One such method for reaching these “lost” customers is to routinely send out mailers to inform them about open houses, sales or other events to draw them back into the dealership. The idea is to give customers a reminder that they can continue to buy over the counter in addition to ordering online.

For brother Mike, who works as World of Powersports’ Internet manager, it’s as simple as recognizing that the Internet is nothing different than the fax machine or telephone — it’s just another tool for reaching customers. The difference? “Instead of the Yellow Pages, which reach local customers, the Internet is a way to reach everybody,” he says.

“Since we already know who are our customers are locally,” he adds, “we can extrapolate on that nationally to see that it’s the same customers [all over] — they’re just in different locations.”

Parts sales have given World of Powersports much more than an international reach, they’ve also helped improve business inside the brick-and-mortar location in Decatur, a mid-sized city in east central Illinois, by helping the store expedite service work. The store places so many orders every day, Matthew explains, the service department gets its parts the next day on every single repair it schedules.

In addition to the Internet-based parts sales, the Jacksons have leveraged technology and automation to improve productivity. They use software programs like the V-SEPT CRM to measure customer interaction. They also use programs that track visitor click-through traffic for a Web-based affiliate service that awards customers and other vendors with a referral fee for sales generated from links or promotions on their sites. This particular program (in place for less than a year) has attracted more than 200 affiliate retailers and generated more than $1 million in online parts sales. Affiliates receive a commission of 3 percent to 12 percent depending on volume. The performance-based effort is much more effective than pay-per-click advertising, Mike says.
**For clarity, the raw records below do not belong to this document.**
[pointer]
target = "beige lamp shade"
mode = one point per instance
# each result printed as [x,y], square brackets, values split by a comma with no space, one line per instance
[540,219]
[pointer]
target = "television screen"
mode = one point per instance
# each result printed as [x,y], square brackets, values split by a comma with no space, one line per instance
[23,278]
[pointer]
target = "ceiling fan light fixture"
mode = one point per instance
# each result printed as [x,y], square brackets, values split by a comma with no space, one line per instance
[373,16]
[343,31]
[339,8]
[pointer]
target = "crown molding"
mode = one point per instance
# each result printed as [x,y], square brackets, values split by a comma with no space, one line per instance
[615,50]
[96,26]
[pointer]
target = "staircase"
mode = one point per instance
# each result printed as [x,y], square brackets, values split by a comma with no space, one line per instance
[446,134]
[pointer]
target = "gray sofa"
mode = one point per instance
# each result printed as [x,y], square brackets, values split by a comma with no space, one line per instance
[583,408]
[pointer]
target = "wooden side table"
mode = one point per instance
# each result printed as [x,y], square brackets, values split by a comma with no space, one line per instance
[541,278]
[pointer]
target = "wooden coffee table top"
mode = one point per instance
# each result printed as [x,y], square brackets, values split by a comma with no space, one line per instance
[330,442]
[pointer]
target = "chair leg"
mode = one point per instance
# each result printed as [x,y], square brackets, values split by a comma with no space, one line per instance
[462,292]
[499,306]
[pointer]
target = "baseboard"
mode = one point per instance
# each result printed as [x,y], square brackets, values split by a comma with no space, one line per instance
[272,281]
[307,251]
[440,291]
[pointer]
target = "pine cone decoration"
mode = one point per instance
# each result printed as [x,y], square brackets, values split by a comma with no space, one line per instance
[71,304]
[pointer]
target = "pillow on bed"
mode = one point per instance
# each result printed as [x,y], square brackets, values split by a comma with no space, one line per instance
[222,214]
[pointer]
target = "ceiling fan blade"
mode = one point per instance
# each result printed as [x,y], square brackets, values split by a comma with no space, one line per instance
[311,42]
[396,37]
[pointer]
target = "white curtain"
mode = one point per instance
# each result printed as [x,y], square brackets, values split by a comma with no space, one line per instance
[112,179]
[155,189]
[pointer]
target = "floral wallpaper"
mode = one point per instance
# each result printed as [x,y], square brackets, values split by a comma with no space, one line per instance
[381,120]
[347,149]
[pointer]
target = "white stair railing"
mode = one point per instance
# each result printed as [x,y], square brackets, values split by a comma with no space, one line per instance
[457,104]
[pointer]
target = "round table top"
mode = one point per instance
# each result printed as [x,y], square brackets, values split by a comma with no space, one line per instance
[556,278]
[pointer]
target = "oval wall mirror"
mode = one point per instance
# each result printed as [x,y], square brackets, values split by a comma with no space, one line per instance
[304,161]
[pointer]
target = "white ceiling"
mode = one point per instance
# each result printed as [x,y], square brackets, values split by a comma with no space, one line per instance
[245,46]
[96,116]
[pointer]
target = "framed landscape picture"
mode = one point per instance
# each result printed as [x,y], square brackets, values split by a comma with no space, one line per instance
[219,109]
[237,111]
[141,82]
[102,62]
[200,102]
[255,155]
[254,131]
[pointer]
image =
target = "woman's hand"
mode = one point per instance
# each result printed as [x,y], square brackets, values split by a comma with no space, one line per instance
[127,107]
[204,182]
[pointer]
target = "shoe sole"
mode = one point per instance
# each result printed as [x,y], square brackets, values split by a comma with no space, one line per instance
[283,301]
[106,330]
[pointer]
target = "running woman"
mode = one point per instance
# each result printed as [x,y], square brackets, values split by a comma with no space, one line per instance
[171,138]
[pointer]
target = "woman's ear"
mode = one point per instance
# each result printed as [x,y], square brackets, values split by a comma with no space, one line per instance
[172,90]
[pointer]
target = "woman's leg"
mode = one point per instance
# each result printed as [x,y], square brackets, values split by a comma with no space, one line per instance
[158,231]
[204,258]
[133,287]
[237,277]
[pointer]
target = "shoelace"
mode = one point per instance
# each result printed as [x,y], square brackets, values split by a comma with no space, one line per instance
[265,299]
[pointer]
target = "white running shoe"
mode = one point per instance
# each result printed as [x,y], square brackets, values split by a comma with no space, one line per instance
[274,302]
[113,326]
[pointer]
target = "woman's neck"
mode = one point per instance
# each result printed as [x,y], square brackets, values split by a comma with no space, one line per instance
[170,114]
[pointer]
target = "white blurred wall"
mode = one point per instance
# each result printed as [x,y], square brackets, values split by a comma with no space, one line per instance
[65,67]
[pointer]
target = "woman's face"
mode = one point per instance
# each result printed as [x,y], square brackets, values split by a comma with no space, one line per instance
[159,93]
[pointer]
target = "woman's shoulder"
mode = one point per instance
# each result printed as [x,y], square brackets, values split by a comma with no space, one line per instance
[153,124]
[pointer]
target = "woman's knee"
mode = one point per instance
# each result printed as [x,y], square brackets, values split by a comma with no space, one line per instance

The idea is to measure every aspect of the business and improve on areas that show they need it. “If you don’t measure it, you don’t know where the breakdown was,” Mike says. “Did we not sell the customer a vehicle because he didn’t come in to buy one? Did we not sell the customer a vehicle because we didn’t have it? Or did we not sell the customer a vehicle because he didn’t like the salesman? If you don’t measure everything in between, you don’t know the answer.”

Higher Education

In the 2010 Top 100 competition, World of Powersports picked up the Best Employee Incentive Program merit award for its commitment to furthering employee education. The store pays half the college tuition for employees taking classes related to their job.

Co-owner Matthew Jackson says it’s important “to find a way to pay your employees what they would make outside this industry in order to keep them motivated. Working at a dealership is fun, but that only goes so far.”

Jackson says he wants his employees to better understand such things as cash flow and marketing, and encourages them to go pick up these skills while continuing to work at the dealership. For those looking to become mechanics, the store creates an incentive for them to get training and come back to work as entry-level techs. They then can hone their skills with on-the-job and OEM training.

The store also provides flexible hours for warehouse workers and office staff so they may attend college part-time, and offers sales spiffs to personnel for completing product knowledge training provided by the OEMs.

“We’re treating it like a career, not like a job,” he says. “People come and go from jobs, but when they have a career they stick around.”